Regional lender KCB and Swedish International Development Cooperation Agency (SIDA) have rolled out a Kes1 billion guarantee scheme to de-risk SMEs in their efforts to access credit and support their growth ambitions.
The seven-year guarantee scheme will enable the bank to strengthen its commitment to financing SMEs, which continue to experience challenges, especially with access to affordable credit. KCB Bank Acting Director of Retail Banking Michael Kung’u noted that the instrument will provide much-needed momentum for SMEs to tap into the bank’s expanded portfolio of financing.
“We are excited about this new instrument as it offers us the flexibility to work with SMEs and the refugee population in their ambitions to support their entrepreneurial journey. The SME guarantee will therefore go a long way in diversifying the SMEs’ financing resources and reducing collateral requirements, thereby enabling them to play a leading role in achieving economic and social development,” Mr Kung’u said.
Risk-sharing facilities are a key tool to support knowledge gaps by lenders, broadening their SME lending while mitigating risk and allowing them to build capabilities and track records in serving niche market segments like SMEs and refugees.

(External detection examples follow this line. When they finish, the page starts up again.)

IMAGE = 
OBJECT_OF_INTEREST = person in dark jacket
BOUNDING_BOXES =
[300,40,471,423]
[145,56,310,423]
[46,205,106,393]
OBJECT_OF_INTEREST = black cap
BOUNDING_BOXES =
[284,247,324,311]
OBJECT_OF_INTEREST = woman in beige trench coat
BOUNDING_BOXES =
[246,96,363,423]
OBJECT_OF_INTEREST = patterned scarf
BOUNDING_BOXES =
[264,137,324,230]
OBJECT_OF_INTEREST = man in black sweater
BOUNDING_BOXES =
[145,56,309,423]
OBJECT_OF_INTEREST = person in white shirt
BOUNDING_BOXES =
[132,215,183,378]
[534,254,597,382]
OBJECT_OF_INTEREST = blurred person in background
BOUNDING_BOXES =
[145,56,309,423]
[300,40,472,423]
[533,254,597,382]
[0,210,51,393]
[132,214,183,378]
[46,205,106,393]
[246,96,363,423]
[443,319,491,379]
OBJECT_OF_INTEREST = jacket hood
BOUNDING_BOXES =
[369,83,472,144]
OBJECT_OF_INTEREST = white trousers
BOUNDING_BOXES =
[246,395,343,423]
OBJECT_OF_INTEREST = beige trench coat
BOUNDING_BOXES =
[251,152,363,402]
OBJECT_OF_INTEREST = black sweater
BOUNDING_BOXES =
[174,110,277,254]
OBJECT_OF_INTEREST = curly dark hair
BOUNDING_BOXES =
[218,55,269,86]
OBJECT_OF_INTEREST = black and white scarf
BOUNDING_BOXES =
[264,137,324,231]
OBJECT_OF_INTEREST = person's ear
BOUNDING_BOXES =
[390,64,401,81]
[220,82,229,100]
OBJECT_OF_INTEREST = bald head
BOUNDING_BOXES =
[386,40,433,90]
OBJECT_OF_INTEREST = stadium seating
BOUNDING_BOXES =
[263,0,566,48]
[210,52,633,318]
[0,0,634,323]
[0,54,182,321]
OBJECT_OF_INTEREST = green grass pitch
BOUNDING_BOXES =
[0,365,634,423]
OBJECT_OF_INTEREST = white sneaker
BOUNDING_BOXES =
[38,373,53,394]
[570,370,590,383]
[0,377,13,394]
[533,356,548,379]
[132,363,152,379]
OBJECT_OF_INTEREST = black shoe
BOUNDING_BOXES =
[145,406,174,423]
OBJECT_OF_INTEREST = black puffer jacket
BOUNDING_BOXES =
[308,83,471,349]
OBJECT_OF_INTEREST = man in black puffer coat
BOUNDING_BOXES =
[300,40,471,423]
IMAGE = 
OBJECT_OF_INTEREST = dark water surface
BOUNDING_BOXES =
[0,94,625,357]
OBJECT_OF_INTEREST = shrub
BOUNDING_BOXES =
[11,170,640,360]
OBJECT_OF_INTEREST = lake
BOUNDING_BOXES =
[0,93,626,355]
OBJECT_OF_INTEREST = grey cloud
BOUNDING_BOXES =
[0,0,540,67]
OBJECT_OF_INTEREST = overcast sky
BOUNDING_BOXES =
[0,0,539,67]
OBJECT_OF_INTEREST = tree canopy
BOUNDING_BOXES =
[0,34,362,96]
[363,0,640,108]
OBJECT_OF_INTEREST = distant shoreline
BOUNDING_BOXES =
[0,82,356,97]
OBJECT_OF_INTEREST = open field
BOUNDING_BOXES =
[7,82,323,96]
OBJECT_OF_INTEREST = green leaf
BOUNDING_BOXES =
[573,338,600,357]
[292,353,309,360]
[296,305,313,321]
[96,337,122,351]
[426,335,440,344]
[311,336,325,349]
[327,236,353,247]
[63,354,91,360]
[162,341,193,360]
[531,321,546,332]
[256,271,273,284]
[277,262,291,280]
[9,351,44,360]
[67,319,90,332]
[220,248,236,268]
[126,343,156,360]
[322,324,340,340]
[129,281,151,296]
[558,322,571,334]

“Sweden’s Development Cooperation through the Swedish International Development Cooperation Agency (Sida) aims to create opportunities for better living conditions for people living in poverty and under oppression. This initiative will enable Sweden’s engagement to go beyond the Official Development Assistance (ODA) and focus more on innovative financing approaches to mobilize domestic resources and external private capital to reach the most vulnerable communities in Kenya,” Caroline Vicini, Swedish Ambassador to Kenya said.